I know that some of you are still crying that yes, Snape was deeply unpleasant at times, but he was still on the good side! Doesn’t that, along with his unrequited love for Lily, prove he’s a good guy.

Well… no. Just because someone is working against Voldemort does not mean he is a good guy – a wonderful example would be Cornelius Fudge. But there is proof that Snape considered working for Dumbledore a secondary goal compared to that of making Harry miserable.

Let us recall the instance in Goblet of Fire where Mr. Crouch shows up while Harry and Viktor Krum are talking, and Harry runs to get Dumbledore so the latter can attend to the insane Mr. Crouch. And while outside Dumbledore’s office, Snape happens on by:

“Mr. Crouch!” Harry shouted. “From the Ministry! He’s ill or something – he’s in the forest, he wants to see Dumbledore! Just give me the password up to -”

“The headmaster is busy, Potter,” said Snape, his thin mouth curling into an unpleasant smile.
“I’ve got to tell Dumbledore!” Harry yelled.
“Didn’t you hear me, Potter?”
Harry could tell Snape was thoroughly enjoying himself, denying Harry the very thing he wanted when he was so panicky. [Goblet of Fire, 558]

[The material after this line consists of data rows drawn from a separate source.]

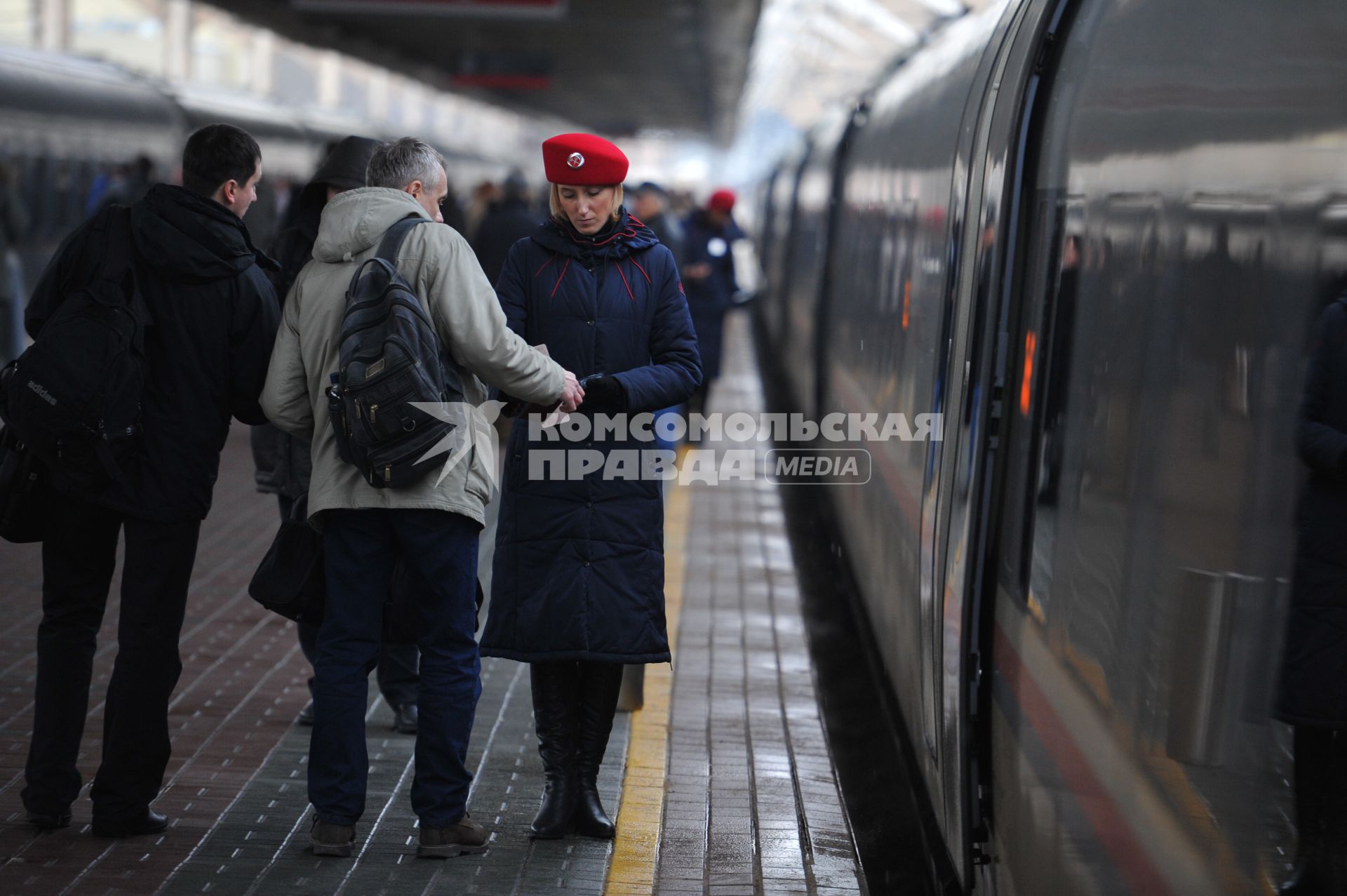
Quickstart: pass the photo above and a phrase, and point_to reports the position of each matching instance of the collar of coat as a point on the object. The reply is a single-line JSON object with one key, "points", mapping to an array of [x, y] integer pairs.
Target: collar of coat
{"points": [[615, 244], [617, 240]]}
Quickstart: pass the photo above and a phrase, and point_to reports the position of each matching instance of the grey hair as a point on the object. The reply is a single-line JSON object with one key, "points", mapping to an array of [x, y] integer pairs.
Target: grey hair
{"points": [[399, 162]]}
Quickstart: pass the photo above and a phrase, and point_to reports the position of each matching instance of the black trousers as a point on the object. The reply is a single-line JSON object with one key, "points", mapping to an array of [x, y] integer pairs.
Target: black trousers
{"points": [[398, 674], [79, 558]]}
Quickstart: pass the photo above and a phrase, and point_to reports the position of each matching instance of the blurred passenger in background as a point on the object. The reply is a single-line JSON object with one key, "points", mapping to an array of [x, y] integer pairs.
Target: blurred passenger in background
{"points": [[652, 205], [485, 194], [452, 209], [283, 460], [505, 224], [1313, 676], [14, 224], [709, 281], [213, 323]]}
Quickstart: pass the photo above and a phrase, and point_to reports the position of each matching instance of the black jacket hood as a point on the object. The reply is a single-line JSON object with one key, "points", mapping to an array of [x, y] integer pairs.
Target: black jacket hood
{"points": [[190, 239]]}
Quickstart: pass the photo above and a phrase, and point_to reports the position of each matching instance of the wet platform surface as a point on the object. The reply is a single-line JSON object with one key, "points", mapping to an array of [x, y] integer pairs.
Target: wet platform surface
{"points": [[721, 783]]}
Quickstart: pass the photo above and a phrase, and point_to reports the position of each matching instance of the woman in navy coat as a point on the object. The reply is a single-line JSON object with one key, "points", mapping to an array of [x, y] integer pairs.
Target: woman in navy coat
{"points": [[578, 580]]}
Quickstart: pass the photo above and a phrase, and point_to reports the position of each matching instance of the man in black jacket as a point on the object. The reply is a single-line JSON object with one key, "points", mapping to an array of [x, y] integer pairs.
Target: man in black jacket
{"points": [[215, 319]]}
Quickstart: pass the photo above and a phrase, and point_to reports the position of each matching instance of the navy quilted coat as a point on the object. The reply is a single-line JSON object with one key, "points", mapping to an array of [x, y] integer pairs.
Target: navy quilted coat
{"points": [[579, 565]]}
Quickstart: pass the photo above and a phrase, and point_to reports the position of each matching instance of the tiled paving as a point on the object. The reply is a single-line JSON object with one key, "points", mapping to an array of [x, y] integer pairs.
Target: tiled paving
{"points": [[749, 805], [753, 803]]}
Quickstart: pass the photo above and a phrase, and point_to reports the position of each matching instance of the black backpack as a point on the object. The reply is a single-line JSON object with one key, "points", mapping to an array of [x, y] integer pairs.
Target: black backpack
{"points": [[73, 398], [389, 359]]}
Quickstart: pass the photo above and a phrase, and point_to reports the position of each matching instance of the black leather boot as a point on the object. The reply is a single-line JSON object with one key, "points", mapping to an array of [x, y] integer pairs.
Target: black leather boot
{"points": [[600, 686], [556, 695], [1313, 782]]}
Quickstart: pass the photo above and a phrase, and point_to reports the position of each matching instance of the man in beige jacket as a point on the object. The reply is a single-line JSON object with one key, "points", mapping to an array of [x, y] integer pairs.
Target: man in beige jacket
{"points": [[434, 523]]}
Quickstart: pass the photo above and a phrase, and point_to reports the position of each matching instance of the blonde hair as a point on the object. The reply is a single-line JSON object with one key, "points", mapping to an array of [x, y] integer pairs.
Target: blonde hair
{"points": [[554, 203]]}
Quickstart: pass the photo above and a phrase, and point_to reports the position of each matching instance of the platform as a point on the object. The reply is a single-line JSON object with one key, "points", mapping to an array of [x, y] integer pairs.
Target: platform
{"points": [[721, 784]]}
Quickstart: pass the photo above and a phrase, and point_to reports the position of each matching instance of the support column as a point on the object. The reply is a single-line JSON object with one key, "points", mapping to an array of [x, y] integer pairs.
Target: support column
{"points": [[178, 41], [54, 25]]}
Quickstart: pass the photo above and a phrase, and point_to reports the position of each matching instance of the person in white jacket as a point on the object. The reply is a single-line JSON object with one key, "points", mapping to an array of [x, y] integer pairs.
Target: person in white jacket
{"points": [[434, 523]]}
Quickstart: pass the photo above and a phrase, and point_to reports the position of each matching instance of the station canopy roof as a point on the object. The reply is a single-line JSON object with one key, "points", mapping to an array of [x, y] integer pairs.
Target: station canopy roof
{"points": [[616, 67]]}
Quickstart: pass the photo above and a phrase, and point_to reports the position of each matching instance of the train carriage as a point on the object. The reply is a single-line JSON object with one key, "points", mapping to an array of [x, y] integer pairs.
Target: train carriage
{"points": [[1094, 236]]}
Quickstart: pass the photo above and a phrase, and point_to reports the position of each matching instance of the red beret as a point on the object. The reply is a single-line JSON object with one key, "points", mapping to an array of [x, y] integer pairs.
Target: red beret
{"points": [[582, 159], [721, 201]]}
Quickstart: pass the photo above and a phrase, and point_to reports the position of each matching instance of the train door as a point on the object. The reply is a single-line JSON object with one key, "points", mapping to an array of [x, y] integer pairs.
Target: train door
{"points": [[953, 502], [981, 392]]}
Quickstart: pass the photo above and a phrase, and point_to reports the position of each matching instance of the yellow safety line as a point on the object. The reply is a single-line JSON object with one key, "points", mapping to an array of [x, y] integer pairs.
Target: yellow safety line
{"points": [[640, 817]]}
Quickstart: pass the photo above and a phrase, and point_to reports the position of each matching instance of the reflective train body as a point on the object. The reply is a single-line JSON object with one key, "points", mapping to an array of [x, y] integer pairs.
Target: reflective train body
{"points": [[1095, 236]]}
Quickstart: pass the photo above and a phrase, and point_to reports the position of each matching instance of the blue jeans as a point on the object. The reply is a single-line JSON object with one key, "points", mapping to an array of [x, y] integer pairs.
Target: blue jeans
{"points": [[360, 550]]}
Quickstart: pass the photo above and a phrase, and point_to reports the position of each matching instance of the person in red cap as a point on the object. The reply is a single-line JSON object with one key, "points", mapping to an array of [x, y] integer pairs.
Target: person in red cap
{"points": [[709, 267], [578, 578]]}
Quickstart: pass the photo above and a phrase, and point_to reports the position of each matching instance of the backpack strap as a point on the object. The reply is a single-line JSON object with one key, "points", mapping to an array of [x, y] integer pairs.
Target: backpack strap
{"points": [[116, 266], [395, 235], [119, 251]]}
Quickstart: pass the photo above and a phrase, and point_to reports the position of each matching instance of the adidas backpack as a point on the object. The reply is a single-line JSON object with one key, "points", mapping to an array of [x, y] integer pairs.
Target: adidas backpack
{"points": [[391, 359], [73, 398]]}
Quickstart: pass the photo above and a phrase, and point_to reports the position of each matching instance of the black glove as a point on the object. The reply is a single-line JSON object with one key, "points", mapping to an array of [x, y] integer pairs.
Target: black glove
{"points": [[604, 395]]}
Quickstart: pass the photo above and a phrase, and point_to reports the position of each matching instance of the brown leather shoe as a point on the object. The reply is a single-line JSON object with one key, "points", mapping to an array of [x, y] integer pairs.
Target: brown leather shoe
{"points": [[460, 838], [406, 718], [332, 840]]}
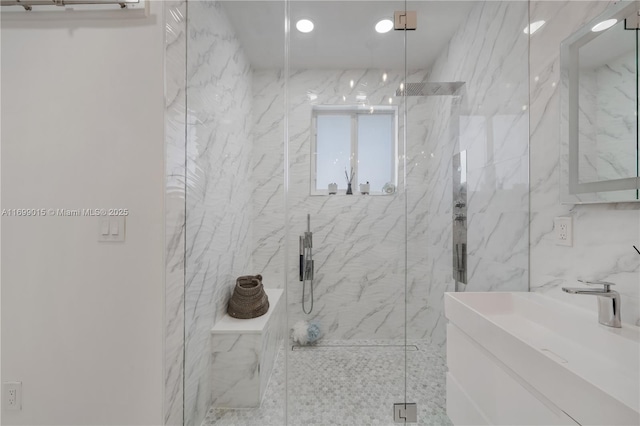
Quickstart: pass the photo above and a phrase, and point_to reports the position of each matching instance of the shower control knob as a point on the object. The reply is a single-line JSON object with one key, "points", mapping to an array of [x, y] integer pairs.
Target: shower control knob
{"points": [[459, 217]]}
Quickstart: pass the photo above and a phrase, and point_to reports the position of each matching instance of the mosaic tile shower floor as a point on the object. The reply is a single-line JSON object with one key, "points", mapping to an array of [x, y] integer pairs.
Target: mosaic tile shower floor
{"points": [[348, 383]]}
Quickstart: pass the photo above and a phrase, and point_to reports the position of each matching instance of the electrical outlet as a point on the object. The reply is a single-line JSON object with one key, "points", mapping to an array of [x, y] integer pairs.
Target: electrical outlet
{"points": [[12, 396], [563, 231]]}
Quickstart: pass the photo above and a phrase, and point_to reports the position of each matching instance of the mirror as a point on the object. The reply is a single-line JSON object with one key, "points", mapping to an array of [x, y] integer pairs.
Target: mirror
{"points": [[600, 159]]}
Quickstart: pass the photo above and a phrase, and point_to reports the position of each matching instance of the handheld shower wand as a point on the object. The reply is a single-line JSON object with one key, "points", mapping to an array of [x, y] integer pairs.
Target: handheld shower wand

Let’s consider this. Snape has just run into a frantic Harry trying to get into Dumbledore’s office (which Harry probably wouldn’t do without good reason). Harry yells that a vanished Ministry official has shown up on the Hogwarts grounds and is crazy, and this high-ranking crazy Ministry official is running amok with a Triwizard champion. Snape decides to completely disregard all of this for the simple joy of tormenting Harry for a little bit.

It’s a rather interesting way to prioritize. Snape ignores his duty to Dumbledore and whatever is happening in the wide wizarding world, all to pettily spite a fourteen-year-old. It’s really just pathetic. So Snape is on Dumbledore’s side… when it suits him.

So after remembering all of these choice Snape moments (and I’m sure there are plenty more, and we have only scratched the surface of what he’s done to Harry), I just can’t think of him as a good guy. Yes, Severus Snape was technically on Dumbledore’s side, and he has a beautifully tragic unrequited love for Lily Potter. However, he is still an awful, spiteful, petty, vindictive, and cruel human being. He is not fit to interact with children, much less teach them.

So while I love Snape as a character, and think of him as one of Jo’s crowning literary achievements, I still hate him as a person. And perhaps the fangirling would be better directed towards Alan Rickman.